Gutierrez, who earned a perfect 4.0 grade point average in the fall, is set to graduate with a degree in early childhood development in May. After finishing both her athletic and academic career at the Capstone, she plans to go into teaching and perhaps pursue a master's degree in special education. The end of her career will engender big changes for the three-year member of the SEC Academic Honor Roll.

"I don't know life without gymnastics so I think that's going to be a huge transition," she said. "I've been doing it since I was four and a half. It's never going to be completely out of my life just because I've been doing it forever, but it won't be my every day anymore. So I'll have to find something else that I'm good at, which is going to be different."(5)

All regionals are as follows:

Columbus Regional (Ohio State, host) - 6 p.m. Regional Rotation Order
Teams
1. UCLA
2. LSU
3. Arizona
4. Ohio State
5. Central Michigan
6. North Carolina State

Corvallis Regional (Oregon State, host) - 4 p.m. Regional Rotation Order
Teams
1. Georgia
2. Oregon State
3. Arkansas
4. Boise State
5. Arizona State
6. Cal

Gainesville Regional (Florida, host) - 6 p.m. Regional Rotation Order
Teams
1. Florida
2. Minnesota
3. Auburn
4. Maryland
5. Bridgeport
6. Pittsburgh

Morgantown Regional (West Virginia, host) - 6 p.m. Regional Rotation Order
Teams
1. Michigan
2. Nebraska
3. Illinois
4. Kentucky
5. West Virginia
6. North Carolina

Norman Regional (Oklahoma, host) - 4 p.m. Regional Rotation Order
Teams
1. Oklahoma
2. Stanford
3. Penn State
4. Washington
5. Iowa
6. Southern Utah

Tuscaloosa Regional (Alabama, host) - 6 p.m. Regional Rotation Order
Teams
1. Alabama
2. Utah
3. Denver
4. Kent State
5. Brigham Young
6. Iowa State

The top two teams and the top two all-around competitors (who are not on an advancing team) from each regional will receive an automatic berth to the national championships in Los Angeles. Calif, April 19-21, hosted by UCLA. In addition, the event winners at each regional site will advance to the national championships (in that event only) if they are not part of a qualifying team or an all-around qualifier.
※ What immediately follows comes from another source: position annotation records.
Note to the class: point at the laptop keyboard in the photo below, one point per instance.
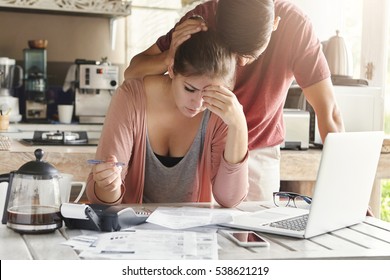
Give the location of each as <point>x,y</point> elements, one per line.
<point>296,223</point>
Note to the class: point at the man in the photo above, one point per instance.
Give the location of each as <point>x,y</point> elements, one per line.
<point>276,44</point>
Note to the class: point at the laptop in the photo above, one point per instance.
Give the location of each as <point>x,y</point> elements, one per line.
<point>341,194</point>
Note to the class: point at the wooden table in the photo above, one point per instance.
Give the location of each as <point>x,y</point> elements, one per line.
<point>369,240</point>
<point>302,166</point>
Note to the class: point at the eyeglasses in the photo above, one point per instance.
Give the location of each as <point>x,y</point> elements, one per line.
<point>284,199</point>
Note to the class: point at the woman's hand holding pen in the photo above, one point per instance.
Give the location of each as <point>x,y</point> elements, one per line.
<point>108,181</point>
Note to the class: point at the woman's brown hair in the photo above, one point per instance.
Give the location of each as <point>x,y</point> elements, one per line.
<point>205,54</point>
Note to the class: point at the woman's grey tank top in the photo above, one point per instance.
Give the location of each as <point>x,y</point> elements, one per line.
<point>174,184</point>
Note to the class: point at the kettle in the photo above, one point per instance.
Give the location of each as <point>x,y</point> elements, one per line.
<point>33,197</point>
<point>338,56</point>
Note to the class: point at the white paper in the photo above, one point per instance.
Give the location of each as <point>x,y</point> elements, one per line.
<point>74,211</point>
<point>189,217</point>
<point>151,244</point>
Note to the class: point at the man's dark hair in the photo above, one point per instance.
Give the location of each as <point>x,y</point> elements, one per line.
<point>245,25</point>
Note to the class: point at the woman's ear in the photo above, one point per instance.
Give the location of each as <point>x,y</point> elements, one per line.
<point>170,70</point>
<point>276,23</point>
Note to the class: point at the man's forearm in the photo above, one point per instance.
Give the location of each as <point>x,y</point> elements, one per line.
<point>144,64</point>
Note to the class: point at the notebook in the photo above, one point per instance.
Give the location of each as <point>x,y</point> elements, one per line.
<point>341,194</point>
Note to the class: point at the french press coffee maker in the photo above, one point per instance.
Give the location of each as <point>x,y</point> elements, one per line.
<point>33,197</point>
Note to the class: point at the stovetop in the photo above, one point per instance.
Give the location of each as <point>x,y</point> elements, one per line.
<point>61,138</point>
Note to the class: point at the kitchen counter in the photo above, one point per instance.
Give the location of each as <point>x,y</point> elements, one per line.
<point>26,130</point>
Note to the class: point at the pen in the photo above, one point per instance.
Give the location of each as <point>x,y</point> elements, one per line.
<point>97,161</point>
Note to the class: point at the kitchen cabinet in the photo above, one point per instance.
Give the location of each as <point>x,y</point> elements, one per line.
<point>109,8</point>
<point>112,9</point>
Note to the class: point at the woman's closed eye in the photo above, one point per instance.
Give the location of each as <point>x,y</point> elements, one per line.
<point>190,89</point>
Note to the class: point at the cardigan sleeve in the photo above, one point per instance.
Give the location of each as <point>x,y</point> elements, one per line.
<point>229,181</point>
<point>117,136</point>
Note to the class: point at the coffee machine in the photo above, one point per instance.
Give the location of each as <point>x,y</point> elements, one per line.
<point>8,83</point>
<point>35,84</point>
<point>95,84</point>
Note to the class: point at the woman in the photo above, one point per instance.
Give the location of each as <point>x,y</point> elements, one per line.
<point>183,136</point>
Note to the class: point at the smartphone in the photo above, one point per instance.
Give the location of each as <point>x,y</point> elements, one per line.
<point>246,238</point>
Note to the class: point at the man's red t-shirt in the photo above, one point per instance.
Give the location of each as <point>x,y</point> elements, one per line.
<point>294,51</point>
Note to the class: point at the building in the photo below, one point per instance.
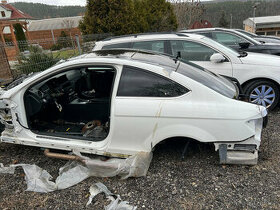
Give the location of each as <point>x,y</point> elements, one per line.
<point>269,25</point>
<point>9,16</point>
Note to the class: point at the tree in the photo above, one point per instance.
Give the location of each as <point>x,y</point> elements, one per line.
<point>159,15</point>
<point>36,61</point>
<point>20,37</point>
<point>223,21</point>
<point>120,17</point>
<point>109,16</point>
<point>187,12</point>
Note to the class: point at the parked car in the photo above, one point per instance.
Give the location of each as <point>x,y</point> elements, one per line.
<point>121,102</point>
<point>257,73</point>
<point>237,40</point>
<point>261,38</point>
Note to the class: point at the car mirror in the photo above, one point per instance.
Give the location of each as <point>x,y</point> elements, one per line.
<point>217,58</point>
<point>244,45</point>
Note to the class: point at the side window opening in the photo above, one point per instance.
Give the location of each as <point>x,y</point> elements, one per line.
<point>136,82</point>
<point>192,51</point>
<point>157,46</point>
<point>73,103</point>
<point>228,39</point>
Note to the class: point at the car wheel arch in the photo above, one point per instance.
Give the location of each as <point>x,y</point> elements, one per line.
<point>175,138</point>
<point>246,86</point>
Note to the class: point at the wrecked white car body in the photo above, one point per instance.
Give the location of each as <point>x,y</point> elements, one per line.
<point>120,103</point>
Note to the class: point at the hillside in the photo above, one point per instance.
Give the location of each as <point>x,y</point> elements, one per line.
<point>239,10</point>
<point>48,11</point>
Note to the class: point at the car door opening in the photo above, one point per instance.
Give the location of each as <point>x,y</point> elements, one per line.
<point>74,103</point>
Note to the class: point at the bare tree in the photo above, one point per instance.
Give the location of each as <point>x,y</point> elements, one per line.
<point>187,11</point>
<point>68,24</point>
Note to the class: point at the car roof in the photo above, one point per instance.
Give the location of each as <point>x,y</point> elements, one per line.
<point>220,29</point>
<point>134,37</point>
<point>205,29</point>
<point>143,56</point>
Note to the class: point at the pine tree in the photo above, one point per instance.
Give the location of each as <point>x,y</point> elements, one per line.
<point>223,21</point>
<point>120,17</point>
<point>109,16</point>
<point>160,15</point>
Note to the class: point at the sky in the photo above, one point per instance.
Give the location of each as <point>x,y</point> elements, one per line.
<point>58,2</point>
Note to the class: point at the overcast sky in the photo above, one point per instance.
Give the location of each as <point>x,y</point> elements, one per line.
<point>54,2</point>
<point>58,2</point>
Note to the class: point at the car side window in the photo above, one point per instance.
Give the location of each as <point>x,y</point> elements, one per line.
<point>191,51</point>
<point>157,46</point>
<point>136,82</point>
<point>227,39</point>
<point>119,45</point>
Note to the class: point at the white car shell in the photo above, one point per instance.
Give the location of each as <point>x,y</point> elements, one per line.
<point>246,68</point>
<point>138,124</point>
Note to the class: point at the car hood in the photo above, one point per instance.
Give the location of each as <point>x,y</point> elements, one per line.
<point>261,59</point>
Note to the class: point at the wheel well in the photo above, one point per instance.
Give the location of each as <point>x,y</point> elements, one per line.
<point>174,139</point>
<point>257,79</point>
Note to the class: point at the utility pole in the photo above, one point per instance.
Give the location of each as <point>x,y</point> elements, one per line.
<point>254,15</point>
<point>230,20</point>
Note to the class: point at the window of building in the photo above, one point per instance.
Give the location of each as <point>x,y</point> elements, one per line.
<point>137,82</point>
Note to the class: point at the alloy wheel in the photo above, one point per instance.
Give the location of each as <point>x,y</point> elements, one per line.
<point>263,95</point>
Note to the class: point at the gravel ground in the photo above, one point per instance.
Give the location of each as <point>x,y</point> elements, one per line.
<point>198,182</point>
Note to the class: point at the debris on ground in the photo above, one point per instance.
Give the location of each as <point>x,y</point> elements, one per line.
<point>116,203</point>
<point>73,172</point>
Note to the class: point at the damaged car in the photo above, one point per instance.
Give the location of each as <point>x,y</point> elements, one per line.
<point>122,102</point>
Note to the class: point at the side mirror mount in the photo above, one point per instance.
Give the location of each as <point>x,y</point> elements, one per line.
<point>217,58</point>
<point>244,45</point>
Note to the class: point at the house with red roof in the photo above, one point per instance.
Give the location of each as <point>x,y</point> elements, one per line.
<point>9,12</point>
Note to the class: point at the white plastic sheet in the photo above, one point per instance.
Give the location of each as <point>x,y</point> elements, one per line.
<point>39,180</point>
<point>116,203</point>
<point>6,170</point>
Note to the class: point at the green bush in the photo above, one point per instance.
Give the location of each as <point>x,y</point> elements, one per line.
<point>120,17</point>
<point>36,61</point>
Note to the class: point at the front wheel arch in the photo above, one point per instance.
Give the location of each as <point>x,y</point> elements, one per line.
<point>246,85</point>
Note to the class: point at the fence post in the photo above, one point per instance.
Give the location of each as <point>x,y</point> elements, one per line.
<point>78,43</point>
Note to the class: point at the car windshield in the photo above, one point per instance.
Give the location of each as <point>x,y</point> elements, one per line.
<point>209,79</point>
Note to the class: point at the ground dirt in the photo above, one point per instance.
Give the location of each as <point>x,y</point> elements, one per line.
<point>197,182</point>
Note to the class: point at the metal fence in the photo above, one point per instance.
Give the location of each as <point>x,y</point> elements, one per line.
<point>25,57</point>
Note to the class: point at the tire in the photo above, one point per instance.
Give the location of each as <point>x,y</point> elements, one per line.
<point>263,92</point>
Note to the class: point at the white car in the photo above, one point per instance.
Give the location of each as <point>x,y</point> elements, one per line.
<point>119,103</point>
<point>259,74</point>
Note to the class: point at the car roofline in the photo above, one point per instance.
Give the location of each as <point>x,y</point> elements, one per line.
<point>144,34</point>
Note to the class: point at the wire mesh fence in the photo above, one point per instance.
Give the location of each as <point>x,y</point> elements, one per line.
<point>24,57</point>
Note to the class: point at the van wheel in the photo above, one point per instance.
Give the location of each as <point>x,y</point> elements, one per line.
<point>262,92</point>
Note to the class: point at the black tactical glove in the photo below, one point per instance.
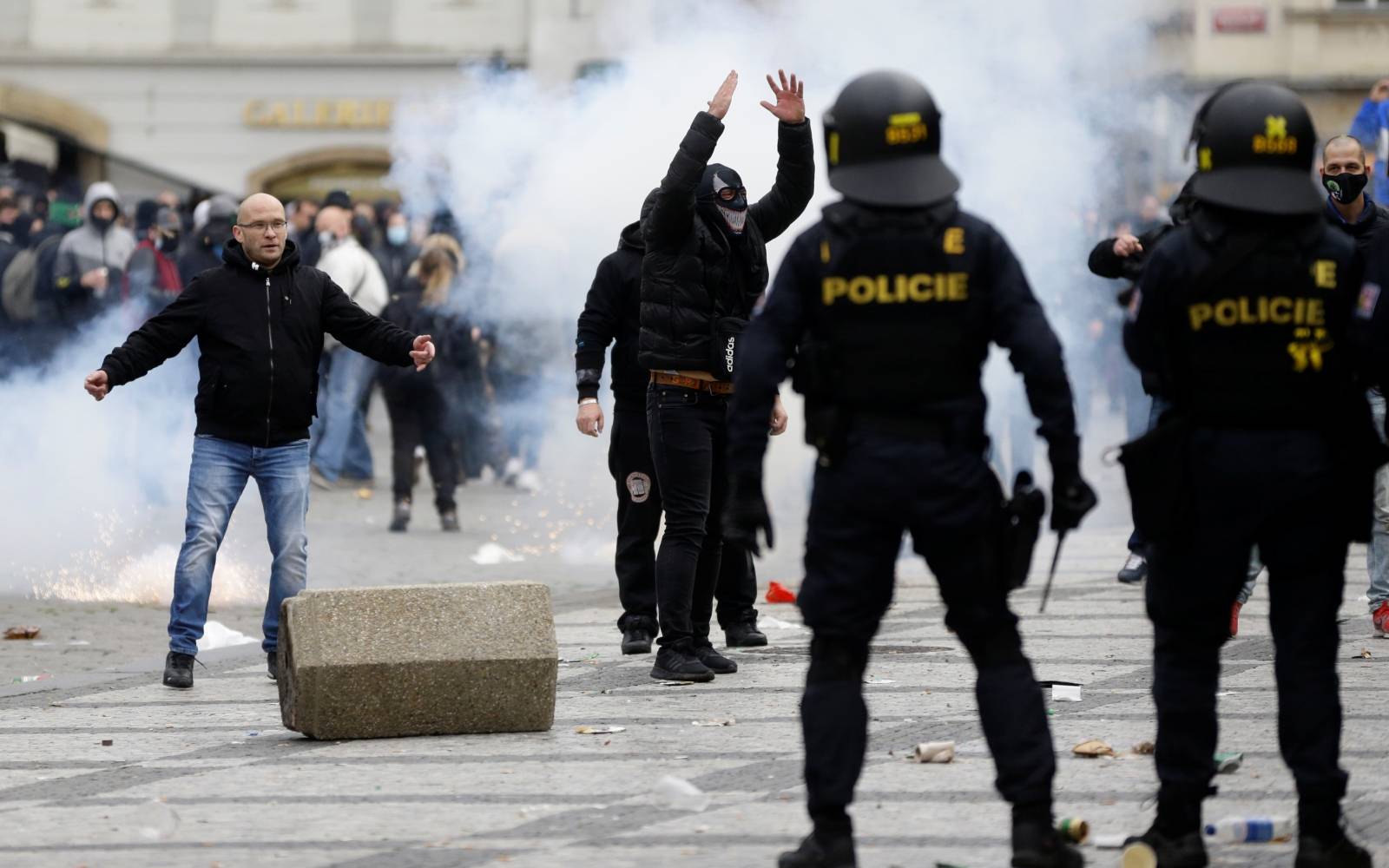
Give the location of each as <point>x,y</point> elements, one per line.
<point>745,513</point>
<point>1071,499</point>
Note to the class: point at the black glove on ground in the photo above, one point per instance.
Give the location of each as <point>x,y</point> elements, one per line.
<point>1071,499</point>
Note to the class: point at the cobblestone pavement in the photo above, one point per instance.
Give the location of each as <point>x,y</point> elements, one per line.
<point>208,777</point>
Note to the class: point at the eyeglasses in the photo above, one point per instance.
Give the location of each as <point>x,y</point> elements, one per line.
<point>278,226</point>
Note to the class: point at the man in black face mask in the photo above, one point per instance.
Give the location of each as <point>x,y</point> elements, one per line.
<point>703,270</point>
<point>1345,171</point>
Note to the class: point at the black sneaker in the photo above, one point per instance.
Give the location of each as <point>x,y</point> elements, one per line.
<point>717,663</point>
<point>1134,571</point>
<point>400,517</point>
<point>1153,849</point>
<point>1041,846</point>
<point>745,635</point>
<point>178,671</point>
<point>816,853</point>
<point>674,664</point>
<point>1317,853</point>
<point>636,639</point>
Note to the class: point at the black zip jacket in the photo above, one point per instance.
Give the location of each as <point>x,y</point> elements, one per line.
<point>260,333</point>
<point>687,285</point>
<point>613,314</point>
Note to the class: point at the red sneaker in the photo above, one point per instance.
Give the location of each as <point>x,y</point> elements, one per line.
<point>1379,618</point>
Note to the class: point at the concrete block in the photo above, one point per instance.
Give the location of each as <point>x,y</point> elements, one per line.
<point>367,663</point>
IF you are a current UA student with an active ACT! Card the Medalist Club has pre-purchased 2,000 tickets and are making them available for free to the first 2,000 students to arrive at Coleman Coliseum tomorrow night. Everyone else, tickets for adults are only $12 and kids are $8 and are still available HERE.

Until Next time...

ROLL TIDE, Y'ALL!!

(Note to readers: We have one more senior and one more story.... But the UA athletic dept is saving that story for later today, I'll add it to the article once it has been released but I'm sure some of you have heard it. I also want to take this time to thank you all for the support this season and for bearing with me this week as I've been fighting what I can only call the zombie plague. While the gymnastics team is mostly healthy and competing this weekend, it seems I am not... Only *I* could manage to end up with some sort of stomach bug that causes me to end up at the hospital after not eating for three days, requiring three litres of fluids just to get my blood pressure up enough for them to think I am "safe" to be released... yet have managed to put on 5 lbs!! It can only be explained by me reanimating in my sleep and eating the people around me!!)